後ろから聞こえてきた女性の声に、翼宿は思わず振り向く。
そこには、慣れない岩山を女物の着物でやっと登ってきた秋桜の姿があった。
『秋桜!何、やっとんねん!出てくるな…』
そこまで叫んだ時、翼宿はピタと動きを止める。
今、彼女が叫んだ言葉。
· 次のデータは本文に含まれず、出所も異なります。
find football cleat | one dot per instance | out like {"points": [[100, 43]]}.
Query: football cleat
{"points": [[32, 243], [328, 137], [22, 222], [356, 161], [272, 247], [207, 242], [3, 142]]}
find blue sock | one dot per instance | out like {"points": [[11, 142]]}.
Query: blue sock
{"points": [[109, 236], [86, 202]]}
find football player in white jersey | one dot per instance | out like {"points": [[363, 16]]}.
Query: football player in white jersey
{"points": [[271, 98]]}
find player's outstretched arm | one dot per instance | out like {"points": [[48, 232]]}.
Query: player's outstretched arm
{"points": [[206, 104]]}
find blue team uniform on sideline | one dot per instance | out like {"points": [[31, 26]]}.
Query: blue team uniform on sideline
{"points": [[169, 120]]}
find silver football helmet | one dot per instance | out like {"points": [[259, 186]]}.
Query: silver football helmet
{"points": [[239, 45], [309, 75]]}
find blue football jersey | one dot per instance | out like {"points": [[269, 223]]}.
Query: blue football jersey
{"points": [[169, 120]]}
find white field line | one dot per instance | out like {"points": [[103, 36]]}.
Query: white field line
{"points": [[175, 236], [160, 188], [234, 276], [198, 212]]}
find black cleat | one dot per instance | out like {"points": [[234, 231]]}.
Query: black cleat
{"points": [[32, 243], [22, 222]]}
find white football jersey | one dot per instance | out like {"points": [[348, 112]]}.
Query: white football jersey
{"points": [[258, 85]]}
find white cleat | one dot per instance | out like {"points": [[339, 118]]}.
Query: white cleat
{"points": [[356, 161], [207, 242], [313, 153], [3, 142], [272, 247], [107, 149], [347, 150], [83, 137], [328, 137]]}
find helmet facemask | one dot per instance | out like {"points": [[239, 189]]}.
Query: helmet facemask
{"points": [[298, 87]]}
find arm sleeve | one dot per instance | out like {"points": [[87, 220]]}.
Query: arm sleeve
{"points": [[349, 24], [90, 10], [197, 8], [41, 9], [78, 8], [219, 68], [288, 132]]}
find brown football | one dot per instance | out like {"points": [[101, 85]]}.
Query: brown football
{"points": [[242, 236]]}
それは…
『兄…さんて…』
案の定、翼宿に襲い掛かろうとした男も動きを止めている。
視線は、まっすぐに泥だらけになった少女に向かっていて。
『秋桜…!!』
カラン
持っていた剣を落とした事で隙ができ、翼宿はその剣を蹴り飛ばした。
『………っ!』
我に返って剣を拾おうとした彼の動きを、鉄扇で封じる。
翼宿は、低い声で告げた。

『今日は、退け。また、後日や』

『何で………お前らが…妹を…!!』
太一の瞳には明らかに動揺が見えたが、次にはまた翼宿を睨み上げていた。
『幻狼…!絶対に許さねえからな…山も妹も全部俺のものにしてやるから…!!』
そして次の瞬間、太一は仲間を引き連れて、踵を返していた。

『ふう…』
『頭!大丈夫ですか!?』
『ああ…何とかな!』
岩山の麓で声をかけてくる部下に、頭は陽気に手を振る。
『とりあえず…はよ、そいつらの手当てや!攻児が帰ってきたら…集会するで…』
グイッ
『………っだ…』
そこで掴まれた腕に痛みを覚え、掴んできた相手を見下ろす。
秋桜は、揉み合った時に肘に付いた傷をじっと見つめている。
『何しとんねん…離せや』
『あんたも、怪我してる。ちゃんと、手当てさせて』

いつも強気で世話焼きの使用人の語調が、揺れていた。